Any time state content standards undergo such a significant shift, states must develop new assessments to measure student 
progress toward meeting the new standards. Statewide summative assessments designed for the NGSS and similar three- 
dimensional science standards should measure student performance in ways that help inform, incentivize, and monitor 
progress of schools and districts as they implement new standards. Validly monitoring progress relative to three-dimensional 
standards requires assessments that allow all students to demonstrate science proficiency by: 


1. Authentically and directly engaging in reasoning about phenomena and problems, and 
2. Doing so by integrating the three interacting dimensions of science that each have associated knowledge and 
application expectations. 


Measuring application over rote knowledge, and three dimensions instead of one, requires innovative approaches to 
alignment and assessment design.

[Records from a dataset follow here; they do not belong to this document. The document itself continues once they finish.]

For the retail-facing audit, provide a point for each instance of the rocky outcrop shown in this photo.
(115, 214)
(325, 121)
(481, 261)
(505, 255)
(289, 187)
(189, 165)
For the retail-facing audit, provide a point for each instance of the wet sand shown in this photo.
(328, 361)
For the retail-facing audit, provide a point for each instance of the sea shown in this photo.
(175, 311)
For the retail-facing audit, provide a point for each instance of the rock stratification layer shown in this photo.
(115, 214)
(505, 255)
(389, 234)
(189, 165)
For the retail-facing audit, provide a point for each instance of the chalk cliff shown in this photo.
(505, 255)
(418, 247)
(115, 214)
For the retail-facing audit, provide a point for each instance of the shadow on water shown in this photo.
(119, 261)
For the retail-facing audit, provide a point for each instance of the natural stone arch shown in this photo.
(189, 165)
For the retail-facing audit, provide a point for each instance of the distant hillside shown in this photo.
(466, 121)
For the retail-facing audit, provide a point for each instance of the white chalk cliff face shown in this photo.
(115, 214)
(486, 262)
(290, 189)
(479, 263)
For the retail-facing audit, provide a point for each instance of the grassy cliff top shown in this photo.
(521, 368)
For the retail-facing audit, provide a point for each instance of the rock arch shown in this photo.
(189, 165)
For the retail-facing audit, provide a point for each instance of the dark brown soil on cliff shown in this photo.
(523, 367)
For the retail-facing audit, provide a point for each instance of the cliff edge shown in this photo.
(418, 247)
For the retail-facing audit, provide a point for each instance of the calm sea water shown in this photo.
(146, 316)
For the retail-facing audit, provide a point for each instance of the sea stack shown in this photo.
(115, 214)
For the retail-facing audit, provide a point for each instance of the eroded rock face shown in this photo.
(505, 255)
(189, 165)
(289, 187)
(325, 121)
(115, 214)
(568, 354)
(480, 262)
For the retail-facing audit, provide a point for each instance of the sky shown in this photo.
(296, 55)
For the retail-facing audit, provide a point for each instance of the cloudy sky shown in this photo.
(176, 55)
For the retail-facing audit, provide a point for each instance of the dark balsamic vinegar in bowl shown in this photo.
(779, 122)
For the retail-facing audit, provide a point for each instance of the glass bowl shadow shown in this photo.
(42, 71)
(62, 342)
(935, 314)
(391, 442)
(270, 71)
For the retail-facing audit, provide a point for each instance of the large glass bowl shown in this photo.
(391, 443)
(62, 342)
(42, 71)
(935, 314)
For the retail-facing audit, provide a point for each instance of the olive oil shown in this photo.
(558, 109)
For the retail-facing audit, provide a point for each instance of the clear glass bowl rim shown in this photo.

If new science assessments are done well, they have the opportunity to shape better 
teaching and learning in science, but over time can influence assessments in other content areas as well. 


Developing New Science Assessments Is Challenging 


Under the best circumstances, designing new large-scale assessments that measure fundamentally different standards 

is hard, and the current environment—both within and outside of the state education agency (SEA)—is particularly 
challenging. Those within SEAs responsible for developing new science assessments face significant barriers in the form of 
limited resources for assessment development, an evolving understanding of alignment, and inconsistent policies that shape 
the timelines, expectations, and quality of new assessments. Some prominent challenges include: 


Higher Expectations and Fewer Resources for Assessment Development 


High-quality and aligned three-dimensional statewide summative science assessments are costlier to develop and score than 
previous tests for a number of reasons. They require a significant, if not complete, redesign of both process and products. 
This includes: 


¢ New assessment designs, specifications, and task formats/approaches; 

e Research and new documentation to support and validate decisions about how to assess three- dimensional 
student performance; 

¢ New approaches to item/task design that include the development of multi-dimensional tasks that involve 
multiple parts and multiple ways (visual models, written scenarios, simulations, constructed/extended response) 
for students to engage with the tasks; 

e Professional learning for developers, including content leads, psychometricians, and item writers; 

¢ Ongoing and rigorous quality review throughout the development process; and 


e Maintenance and improvement plans for future years of administration. 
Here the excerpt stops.